We can get a preapproval letter from a lender, and we can do all the due diligence possible about that letter, but it’s still not worth a damn thing. Lenders are not required to guarantee that the buyer can get a loan. Some of them don’t even run credit reports, if you can believe it, and I do because I see this sort of thing all the time. Many don’t even complete a loan application, because it’s too much work for a buyer who might never get an offer accepted, or whatever.

We can demand a DU (desktop underwriting) but even that is not a guarantee. It will disclose FICO scores, but that doesn’t mean that one of the parties doesn’t have a lien filed against her or an ex-husband has had a foreclosure in the past or that a buyer won’t lose his job midstream. Anything can and often does happen during escrow. Buyers change their financial situation and ruin their chances of buying a home, all on a whim, as they seem to undergo a temporary lapse in judgment. But it was so pretty, sparkly, dangly, fast, sleek, new, modern, um, they forgot. Oops.

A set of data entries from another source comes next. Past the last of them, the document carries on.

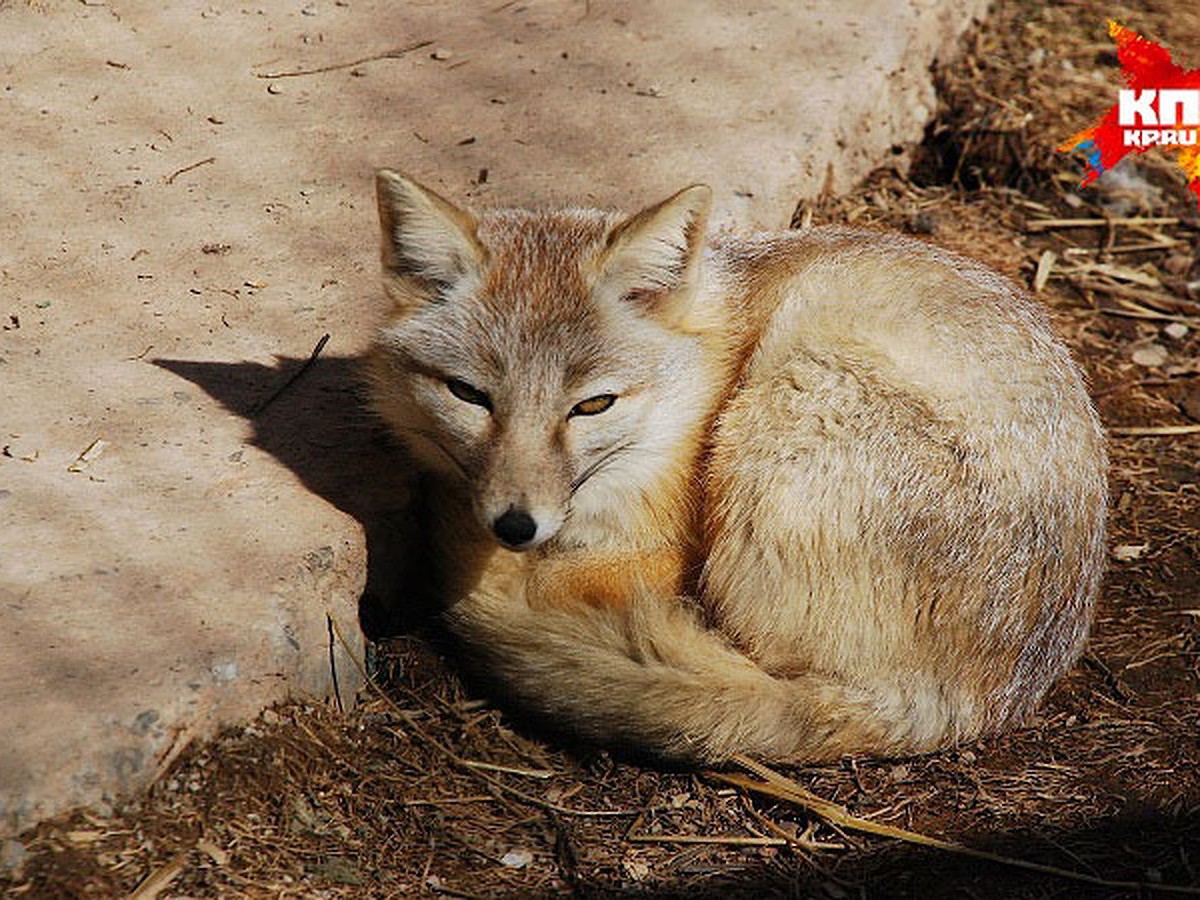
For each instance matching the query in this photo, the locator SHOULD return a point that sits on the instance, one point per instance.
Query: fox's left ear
(429, 244)
(652, 258)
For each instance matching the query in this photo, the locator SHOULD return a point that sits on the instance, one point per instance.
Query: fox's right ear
(429, 244)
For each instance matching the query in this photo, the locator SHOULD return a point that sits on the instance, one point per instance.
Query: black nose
(515, 527)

I recall a couple of sellers who demanded that I lay out for them every situation that could possibly affect them during the term of escrow. What? Do you want to sleep at my house while I do this? Then, they asked if I would recite line-for-line each page of the 10-page purchase contract and explain each sentence as though I am a lawyer. In the middle of another escrow, sellers decided they no longer cared for the buyer and asked to replace the buyer with a new buyer, as though I have the power to magically unwind a contract. Abracadabra. I do my best to anticipate problems and head them off before developing, but I can’t possibly predict every scenario that could pop up during escrow.

Some things are surprises because, well, they are a surprise.

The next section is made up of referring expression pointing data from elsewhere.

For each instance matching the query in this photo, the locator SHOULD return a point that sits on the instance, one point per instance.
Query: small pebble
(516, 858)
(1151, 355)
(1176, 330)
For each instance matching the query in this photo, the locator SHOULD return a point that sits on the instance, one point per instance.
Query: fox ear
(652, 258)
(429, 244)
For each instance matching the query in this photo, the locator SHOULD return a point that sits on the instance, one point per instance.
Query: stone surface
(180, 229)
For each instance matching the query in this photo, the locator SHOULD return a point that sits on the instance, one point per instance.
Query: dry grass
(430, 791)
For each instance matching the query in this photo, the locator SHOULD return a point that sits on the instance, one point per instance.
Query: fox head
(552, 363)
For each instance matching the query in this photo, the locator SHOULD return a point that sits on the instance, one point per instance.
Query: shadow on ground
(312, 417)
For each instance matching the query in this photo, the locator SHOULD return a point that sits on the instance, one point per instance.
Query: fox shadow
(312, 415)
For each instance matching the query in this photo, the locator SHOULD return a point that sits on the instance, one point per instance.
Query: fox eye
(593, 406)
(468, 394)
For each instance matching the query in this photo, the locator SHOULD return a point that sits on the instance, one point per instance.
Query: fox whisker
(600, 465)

Like when a buyer drops dead. I don’t always expect that to happen. But it does.

But I know what it is. It’s fear. It’s fear that sellers are doing the wrong thing or making the wrong call. If one little problem pops up, there are sellers who will try to find a way to pin it on the listing agent. And that’s OK, really. You could pin a tail on this donkey, and I wouldn’t feel it. I don’t force them to take responsibility for their own actions. I’m not their mother. My job as a Sacramento Broker is to move them from Point A, which is putting the home on the market, to Point B, which is to closing and pocketing a big ol’ wad of cash in the seller’s bank account — at which point, they forget all about the drama.

I can’t guarantee that nothing will ever go wrong, but I can promise to try to fix it.